Frehley admits that maybe the more clearheaded Stanley and Simmons were more critical of Phantom “because they weren’t loaded. Neither of those guys drank or did drugs.” The same could not be said for Frehley or KISS’s equally hard-partying drummer and original Catman, Peter Criss.

“I was loaded through half of the movie, so I didn’t even know what was going on half the time, but luckily I had cue cards and yeah, I was pretty good at hiding it,” Frehley recalls. “I didn’t drink too much when I knew I had an important scene. One of the guys on the set was a cocaine dealer. I’m not going to mention any names, but he used to keep cocaine in his hat and come to my trailer. So if I had drank too much, back in those days, I’d do a little cocaine. I’m not going to lie, because I’ve been sober 12 years; we’re only as sick as our secrets. So back in those days, yeah, I’d do a little coke if I drank too much, which would give me a little pick-me-up, and then I’d be ready for the scene.”

Frehley add that Criss was so inebriated at the time, Criss may not have even realized that his voice was retroactively dubbed in every scene with the voice of actor Michael Bell (known for playing Handy Smurf and Lazy Smurf on The Smurfs). “I gotta be honest with you: Peter at the time was as loaded as me, if not more, and he may not even have known for a while. But I mean, the guy that they got to dub his voice was pretty good.”

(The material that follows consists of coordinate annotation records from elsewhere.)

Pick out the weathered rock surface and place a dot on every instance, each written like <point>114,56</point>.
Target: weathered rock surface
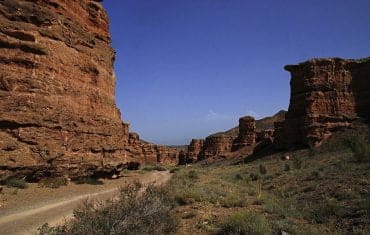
<point>225,144</point>
<point>326,94</point>
<point>247,133</point>
<point>57,94</point>
<point>58,114</point>
<point>151,153</point>
<point>216,145</point>
<point>194,149</point>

Frehley further explains how Criss struggled with his lines on set: “Peter was having a big problem saying the word ‘talisman.’ … and it got to the point where he couldn’t say it, and I would crack up. We did 25 takes. So finally, the producer said, ‘Ace, you take the line.’ … What happened was after the postproduction on that film, they realized that the problem he had with that one line, there was more imperfections. And it was a production call; we had nothing to do with it. But they actually replaced Peter’s voice in the whole film! I would have been really pissed off if it was me, but I know how to speak, luckily, even though I’m from the Bronx. But you can tell that from my accent.”